St. Petersburg Paradox

Power laws also crop up in places where standard statistical concepts fail. For example, while the expected or mean earnings from the St. Petersburg paradox coin flipping game does not exist, the probability distribution of payouts follow a power law.

Peter offers to let Paul toss a fair coin an indefinite number of times, paying him 2 coins if it comes up tails on the first toss, 4 coins if the first head comes up on the second toss, and 2n, if the first head comes up on the nth toss.

The paradox is that, with a fair coin, it is possible to earn an indefinitely large payout, depending on how long Paul is willing to flip coins. At the same time, behavioral experiments show that “Paul” is not willing to pay more than a token amount up front to play this game.

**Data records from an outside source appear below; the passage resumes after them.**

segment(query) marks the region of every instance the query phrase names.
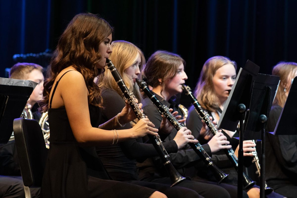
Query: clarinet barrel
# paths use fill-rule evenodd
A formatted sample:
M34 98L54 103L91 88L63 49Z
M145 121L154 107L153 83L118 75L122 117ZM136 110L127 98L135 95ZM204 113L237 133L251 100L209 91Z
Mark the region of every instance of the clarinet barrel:
M123 93L123 95L125 99L129 103L132 109L134 110L134 112L137 118L140 119L145 118L145 115L141 112L138 105L135 102L135 97L133 93L130 92L127 88L122 77L117 70L116 68L111 61L108 58L106 58L106 65L108 66L108 68L110 70L120 89ZM171 164L169 159L169 156L162 144L162 141L159 136L155 136L148 135L148 136L151 141L160 158L162 159L166 170L168 173L171 182L171 187L176 185L186 179L186 178L181 175Z

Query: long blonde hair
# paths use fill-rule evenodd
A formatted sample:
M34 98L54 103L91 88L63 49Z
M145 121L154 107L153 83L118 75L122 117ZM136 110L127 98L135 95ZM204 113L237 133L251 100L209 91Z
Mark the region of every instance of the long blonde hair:
M136 61L137 56L140 55L141 63L139 67L141 71L145 64L145 59L143 53L135 45L125 41L113 41L111 45L113 52L109 56L109 59L112 61L116 69L121 76L127 88L132 92L138 100L141 99L141 95L137 83L133 85L131 79L126 73L126 71ZM122 93L119 89L118 84L111 74L111 72L105 68L105 71L98 78L98 86L102 88L107 88L113 89L121 96Z
M288 91L291 87L291 79L297 70L296 66L297 63L294 62L280 62L273 67L272 75L279 76L280 77L280 82L275 98L273 101L273 104L284 107L287 98L284 86L285 85L287 85L286 91Z
M204 108L215 111L219 107L213 78L217 70L228 64L233 65L236 70L236 63L224 56L213 56L204 63L194 92L198 102Z

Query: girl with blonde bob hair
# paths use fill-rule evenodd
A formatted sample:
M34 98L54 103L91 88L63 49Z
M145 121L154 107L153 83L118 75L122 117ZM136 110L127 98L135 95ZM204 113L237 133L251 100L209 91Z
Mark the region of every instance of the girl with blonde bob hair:
M111 53L110 56L110 59L121 74L128 89L132 92L136 98L139 100L141 98L140 95L137 84L133 84L131 81L130 77L125 72L136 62L138 54L140 56L141 61L139 63L139 69L141 70L145 64L146 61L143 53L139 48L134 44L125 41L113 41L111 44L111 46L113 51L117 53ZM121 53L117 53L118 52ZM103 76L100 76L99 77L98 86L113 89L119 94L121 95L122 93L118 88L118 84L114 80L111 73L107 68L102 75Z
M174 111L178 111L180 115L182 114L178 109L178 104L171 98L183 91L182 85L187 79L184 71L185 63L184 59L178 54L158 50L151 56L143 69L143 74L146 78L148 84L152 87L152 91L158 99L162 104L172 108ZM158 110L148 97L145 98L143 101L144 112L154 123L156 127L158 128L162 124L162 119ZM184 120L182 120L184 121ZM184 135L190 135L192 137L191 131L186 127L182 127L178 131L173 129L165 139L165 142L174 140L175 136L176 137L180 133L182 129L185 132ZM189 138L191 138L190 137ZM227 138L221 133L218 133L214 137L212 140L202 146L210 155L212 152L221 149L230 148L231 146L224 145L229 143L229 142L226 141ZM200 159L200 158L189 145L182 148L176 153L172 153L170 156L171 163L178 167L178 171L184 176L186 176L186 169L189 168L191 170L196 170L197 168L197 170L199 170L199 168L196 166ZM155 158L153 160L155 164L157 162L159 166L161 165L162 162L159 159ZM142 166L146 167L147 165L145 164ZM152 168L149 167L140 170L139 175L141 179L147 181L169 183L168 177L162 171L164 170L159 169L155 170ZM195 191L203 197L236 197L230 196L232 194L236 194L236 191L235 188L230 185L219 186L215 183L200 180L186 180L179 185ZM247 197L246 194L245 195L244 197Z
M125 41L113 41L111 47L113 52L109 58L121 76L129 91L140 101L140 95L135 81L139 77L140 69L145 63L143 54L135 45ZM104 123L115 116L117 117L117 114L120 112L125 105L129 104L127 103L125 104L122 93L109 70L105 67L105 71L101 75L103 76L98 77L98 85L102 89L101 96L103 102L101 122ZM119 116L119 114L118 115ZM136 121L138 121L137 119L135 120ZM173 128L166 121L166 119L164 121L165 127L160 127L160 132L169 133L170 129ZM149 126L154 127L153 122L150 122L149 123ZM122 125L120 123L120 126L116 129L131 129L130 123L122 123ZM182 147L189 141L183 137L178 137L176 140L176 142L172 140L164 142L163 145L168 153L176 152L179 148ZM140 159L143 160L143 158L158 156L157 151L151 144L144 143L141 139L138 139L123 142L118 144L97 147L96 149L97 154L105 167L115 180L148 187L159 191L168 197L182 197L185 194L189 194L190 197L198 197L196 192L178 186L171 188L169 185L138 180L136 160Z
M219 107L220 104L214 87L213 77L218 69L228 64L233 65L236 70L236 63L221 56L209 58L203 65L194 94L199 103L205 109L213 111Z
M145 67L143 72L148 84L153 87L161 85L161 93L165 87L165 83L173 78L178 72L181 64L186 66L186 62L180 56L161 50L154 53L148 59L146 65L155 66ZM162 69L160 69L162 68Z

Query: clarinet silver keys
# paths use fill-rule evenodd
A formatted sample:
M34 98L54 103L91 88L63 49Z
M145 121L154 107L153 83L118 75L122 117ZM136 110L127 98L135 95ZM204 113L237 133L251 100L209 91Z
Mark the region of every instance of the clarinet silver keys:
M141 112L138 105L135 102L135 97L133 93L130 92L127 88L122 77L116 68L111 61L108 58L106 58L106 65L108 66L108 68L111 72L113 78L123 93L123 95L125 99L129 103L132 109L134 110L134 112L137 118L140 119L145 118L145 115ZM168 173L171 181L171 187L176 185L186 179L185 178L180 175L171 163L169 159L169 156L162 144L162 141L161 141L160 137L158 135L157 136L154 136L148 135L148 136L151 141L154 147L160 156L164 166Z
M145 83L138 79L136 79L136 82L147 96L150 99L160 113L169 121L176 129L178 131L184 126L183 125L178 123L175 118L169 112L169 109L160 102L154 93L148 87ZM211 170L218 183L221 183L228 177L228 175L224 173L211 160L211 158L203 149L200 143L198 142L196 144L189 143L189 144Z

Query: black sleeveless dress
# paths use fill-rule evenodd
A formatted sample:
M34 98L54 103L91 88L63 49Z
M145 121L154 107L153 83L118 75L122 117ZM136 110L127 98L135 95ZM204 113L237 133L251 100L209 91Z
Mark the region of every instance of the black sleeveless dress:
M48 110L50 143L42 179L42 197L148 197L155 191L108 180L109 177L95 147L79 146L66 109L50 108L52 98L52 96ZM100 121L100 108L89 105L89 110L92 126L97 127Z

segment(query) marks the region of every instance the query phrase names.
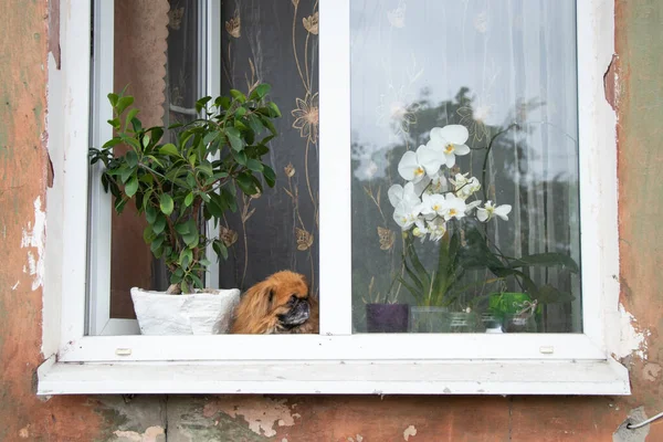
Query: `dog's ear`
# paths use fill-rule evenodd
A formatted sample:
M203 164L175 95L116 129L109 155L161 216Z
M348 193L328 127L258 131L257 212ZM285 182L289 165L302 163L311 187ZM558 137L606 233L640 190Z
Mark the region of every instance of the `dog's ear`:
M234 313L232 333L263 334L271 327L270 312L274 302L274 287L267 281L257 283L244 293Z
M263 317L270 313L274 302L274 287L267 281L255 284L244 294L246 306L254 316Z

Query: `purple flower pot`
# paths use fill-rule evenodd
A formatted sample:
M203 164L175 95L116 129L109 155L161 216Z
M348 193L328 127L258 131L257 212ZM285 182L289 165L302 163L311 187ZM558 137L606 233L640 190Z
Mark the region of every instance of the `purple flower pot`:
M368 333L406 333L410 308L408 304L367 304Z

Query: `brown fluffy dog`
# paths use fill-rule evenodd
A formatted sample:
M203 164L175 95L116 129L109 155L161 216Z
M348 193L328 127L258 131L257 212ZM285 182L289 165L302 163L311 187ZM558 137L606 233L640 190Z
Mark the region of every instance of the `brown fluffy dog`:
M283 271L249 288L234 312L231 333L318 333L318 303L304 275Z

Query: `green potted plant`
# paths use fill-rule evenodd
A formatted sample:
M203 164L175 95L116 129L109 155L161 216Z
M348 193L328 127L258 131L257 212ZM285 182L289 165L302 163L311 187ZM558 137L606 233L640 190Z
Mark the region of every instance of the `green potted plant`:
M198 119L149 128L130 108L133 97L108 95L115 136L91 148L90 161L103 164L102 183L115 197L117 213L131 201L145 217L144 240L170 276L165 293L131 290L143 334L227 332L240 291L204 290L203 274L212 265L206 249L228 257L223 241L204 227L236 211L238 188L252 196L262 192L263 180L274 186L275 173L262 158L281 113L269 92L267 84L255 84L246 95L233 90L230 96L206 96L196 104ZM161 141L167 130L172 143ZM126 154L114 155L118 145L128 146Z

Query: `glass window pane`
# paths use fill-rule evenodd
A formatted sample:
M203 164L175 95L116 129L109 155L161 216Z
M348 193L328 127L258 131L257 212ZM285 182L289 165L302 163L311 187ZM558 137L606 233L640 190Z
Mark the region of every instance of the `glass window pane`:
M575 11L351 1L356 333L581 332Z

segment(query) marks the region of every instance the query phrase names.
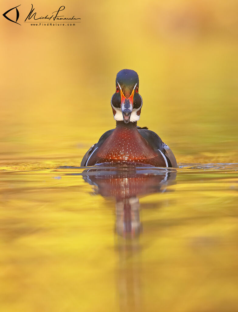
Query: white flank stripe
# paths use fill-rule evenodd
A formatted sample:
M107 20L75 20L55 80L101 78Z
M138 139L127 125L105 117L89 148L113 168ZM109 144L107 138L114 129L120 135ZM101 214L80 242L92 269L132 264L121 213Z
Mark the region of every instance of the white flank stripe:
M164 154L163 154L163 153L160 150L160 149L158 149L158 151L159 151L159 152L160 152L161 155L164 157L164 159L165 160L165 163L166 164L166 167L168 167L169 165L168 164L168 162L167 161L167 158L166 158L166 157L165 157L165 155L164 155Z
M95 149L94 150L94 151L93 151L93 152L92 152L92 154L91 154L91 155L90 155L90 156L89 156L89 158L88 158L88 160L87 160L87 161L86 162L86 163L85 164L85 167L86 167L86 166L87 166L87 164L88 164L88 161L89 161L89 159L90 159L90 158L91 157L91 156L92 156L92 155L93 154L93 153L94 153L94 152L95 152L95 151L96 150L96 149L98 149L98 147L96 147L96 149Z

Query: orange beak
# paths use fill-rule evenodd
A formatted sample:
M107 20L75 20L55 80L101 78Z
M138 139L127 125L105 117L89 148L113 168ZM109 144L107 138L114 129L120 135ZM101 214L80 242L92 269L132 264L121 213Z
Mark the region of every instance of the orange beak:
M131 114L133 109L134 93L133 89L131 94L127 98L123 94L122 90L121 90L121 109L123 116L123 121L126 124L130 121Z

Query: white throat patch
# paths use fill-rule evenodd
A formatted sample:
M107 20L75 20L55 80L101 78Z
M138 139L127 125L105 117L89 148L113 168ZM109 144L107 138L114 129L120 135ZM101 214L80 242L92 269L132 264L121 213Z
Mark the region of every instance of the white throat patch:
M137 112L142 107L142 104L143 104L143 100L140 95L139 94L139 95L141 97L141 105L139 108L133 108L132 110L132 111L131 112L131 117L130 118L130 122L134 122L135 121L138 121L140 119L140 115L138 115ZM112 96L113 96L113 95ZM119 108L118 107L115 107L115 106L113 106L112 102L112 96L111 99L111 105L112 107L116 112L116 114L114 115L114 119L117 121L122 121L123 120L123 116L122 115L122 112L121 111L121 110L120 108Z

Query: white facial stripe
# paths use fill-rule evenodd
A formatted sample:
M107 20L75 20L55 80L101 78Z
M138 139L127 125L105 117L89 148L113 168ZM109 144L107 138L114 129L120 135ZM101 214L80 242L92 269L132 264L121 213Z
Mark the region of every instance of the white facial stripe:
M113 96L113 95L112 96ZM116 114L114 115L114 118L115 120L118 121L121 121L123 120L123 116L122 115L122 113L120 108L118 107L115 107L113 106L112 103L112 96L111 99L111 105L113 109L116 112Z
M119 82L118 82L118 81L117 81L117 84L118 85L118 86L120 88L120 90L121 90L121 86L120 85L119 85Z
M119 87L120 88L120 85L117 82L119 86ZM136 85L135 86L136 86ZM140 95L141 99L141 105L139 108L133 108L132 110L132 112L131 114L131 116L130 118L130 121L132 122L134 122L135 121L138 121L140 117L140 115L137 115L137 112L142 107L142 105L143 104L143 100L142 100L142 98L140 94L139 94L138 95ZM115 107L114 106L112 103L112 96L111 99L111 105L113 109L116 112L116 114L114 115L114 119L115 120L117 120L118 121L121 121L123 120L123 116L122 115L122 112L121 111L121 110L120 108L119 108L118 107Z

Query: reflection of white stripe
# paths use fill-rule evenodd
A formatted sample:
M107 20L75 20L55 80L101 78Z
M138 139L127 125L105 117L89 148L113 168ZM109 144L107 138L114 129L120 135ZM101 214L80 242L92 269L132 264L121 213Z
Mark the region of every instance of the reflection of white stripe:
M166 167L169 167L169 165L168 164L168 162L167 161L167 158L165 157L165 155L164 155L164 154L163 154L163 153L160 150L160 149L158 149L158 151L159 151L159 152L160 152L160 153L161 154L161 155L162 155L162 156L163 156L163 157L164 158L164 159L165 160L165 163L166 164Z
M88 161L90 159L90 158L91 157L91 156L92 156L92 155L94 153L94 152L98 148L98 147L96 147L96 148L93 151L93 152L92 153L92 154L90 155L90 156L89 156L89 157L88 158L88 160L87 161L86 161L86 163L85 164L85 167L86 167L87 166L87 165L88 163Z

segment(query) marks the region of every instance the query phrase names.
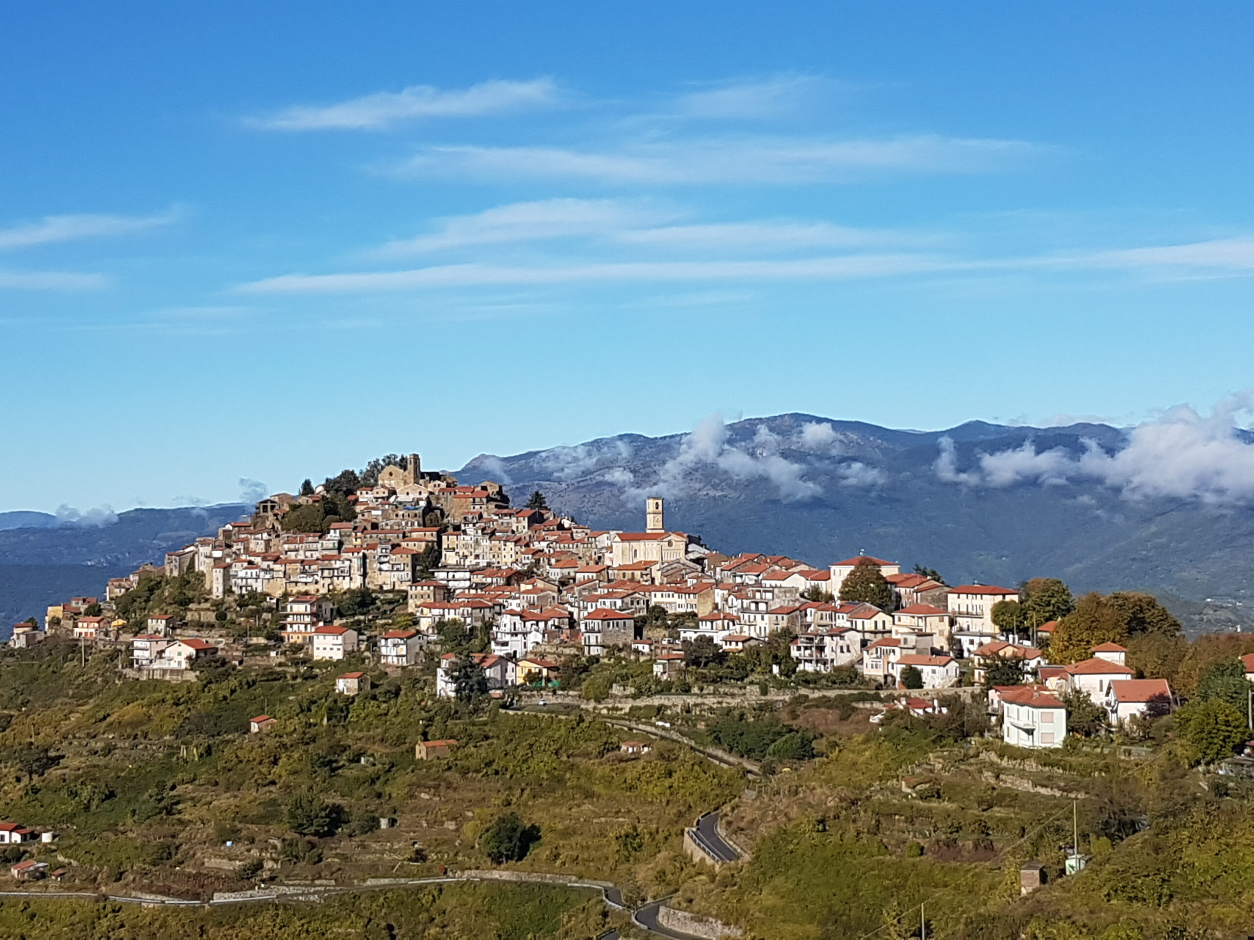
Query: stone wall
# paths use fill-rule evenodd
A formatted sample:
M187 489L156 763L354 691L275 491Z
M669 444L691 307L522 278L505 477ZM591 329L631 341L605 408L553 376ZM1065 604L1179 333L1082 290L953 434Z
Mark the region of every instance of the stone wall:
M677 911L665 904L657 909L657 922L667 930L692 936L705 937L705 940L721 940L725 936L744 936L745 931L731 924L724 924L714 917L701 917L688 911Z

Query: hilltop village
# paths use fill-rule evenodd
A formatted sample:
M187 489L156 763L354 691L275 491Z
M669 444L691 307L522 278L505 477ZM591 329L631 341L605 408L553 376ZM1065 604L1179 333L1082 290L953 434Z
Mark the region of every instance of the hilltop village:
M1056 580L948 585L865 554L823 567L726 555L667 529L661 498L646 500L641 531L594 530L539 493L513 508L499 484L423 471L416 454L371 476L345 471L263 499L216 538L110 580L104 599L50 607L43 630L15 625L11 644L63 634L117 647L124 673L144 679L278 655L434 666L446 698L561 689L563 673L614 658L650 662L656 687L686 689L690 667L770 648L775 676L905 692L982 686L1002 737L1045 748L1066 738L1068 697L1112 727L1172 706L1167 681L1136 678L1119 643L1048 654L1073 608ZM337 688L355 694L362 677L345 673ZM898 707L935 701L915 693Z

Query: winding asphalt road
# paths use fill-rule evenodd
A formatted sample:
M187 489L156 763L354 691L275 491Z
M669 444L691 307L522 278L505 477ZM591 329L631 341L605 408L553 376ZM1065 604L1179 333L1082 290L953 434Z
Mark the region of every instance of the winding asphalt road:
M707 812L693 828L693 841L701 850L716 862L740 861L737 852L731 843L719 835L719 812Z
M561 884L564 887L572 889L592 889L601 891L602 897L604 897L606 904L611 907L617 907L618 910L631 911L632 922L643 930L653 934L655 936L666 937L666 940L701 940L692 934L681 934L668 927L662 926L657 922L657 909L661 907L668 899L662 897L656 901L648 901L645 906L632 910L631 905L627 904L622 895L622 891L613 885L594 884L581 881L579 879L563 879L556 881L552 875L537 875L534 879L525 877L525 872L519 872L523 875L522 881L534 881L537 884ZM386 884L377 885L337 885L337 886L310 886L305 890L288 890L285 892L278 891L265 891L261 890L256 895L250 895L245 897L222 897L212 901L192 901L183 900L178 897L162 897L161 895L143 895L143 896L130 896L130 895L98 895L90 894L88 891L0 891L0 902L5 899L23 899L30 900L79 900L79 901L118 901L122 904L142 904L142 905L161 905L161 906L179 906L179 907L192 907L192 906L204 906L204 907L218 907L222 905L234 905L234 904L273 904L275 901L308 901L320 900L322 897L332 895L354 894L357 891L382 891L382 890L395 890L400 887L415 887L420 885L431 884L448 884L453 881L495 881L495 879L485 877L482 875L445 875L443 877L430 877L430 879L387 879ZM502 880L503 881L503 880ZM508 882L507 882L508 884ZM602 934L597 940L621 940L617 930L611 930Z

The probability distribution function of winnings is described by a power law, so that,

There is a high probability of winning a small amount of money. Sometimes, you get a few TAILS before that first HEAD and so you win much more money, because you win $2 raised to the number of TAILS plus one. Therefore, there is a medium probability of winning a large amount of money. Very infrequently you get a long sequence of TAILS and so you win a huge jackpot. Therefore, there is a very low probability of winning a huge amount of money. These frequent small values, moderately often medium values, and infrequent large values are analogous to the many tiny pieces, some medium sized pieces, and the few large pieces in a fractal object. There is no single average value that is the characteristic value of the winnings per game.

And, as Liebovitch and Scheurle illustrate with Monte Carlo simulations, as more games were played, the average winnings per game of the fractal St. Petersburg coin toss game …increase without bound.

So, neither the expected earnings nor the variance of average earnings exists as computable mathematical entities. And yet the PDF of the earnings is described by the formula Ax-α  where α is near 1.

Closing Thoughts

One reason power laws are so pervasive in the real world is that, mathematically, they aggregate over addition and multiplication. So the sum of two variables described by a power law also is described by a power law, and so forth.

As far as their origin or principle of generation, it seems random proportional growth can explain some of the city size, wealth and income distribution power laws. But I hesitate to sketch the argument, because it seems somehow incomplete, requiring “frictions” or weird departures from a standard limit process.

In any case, I think those of us interested in forecasting should figure ways to integrate these unusual regularities into predictions.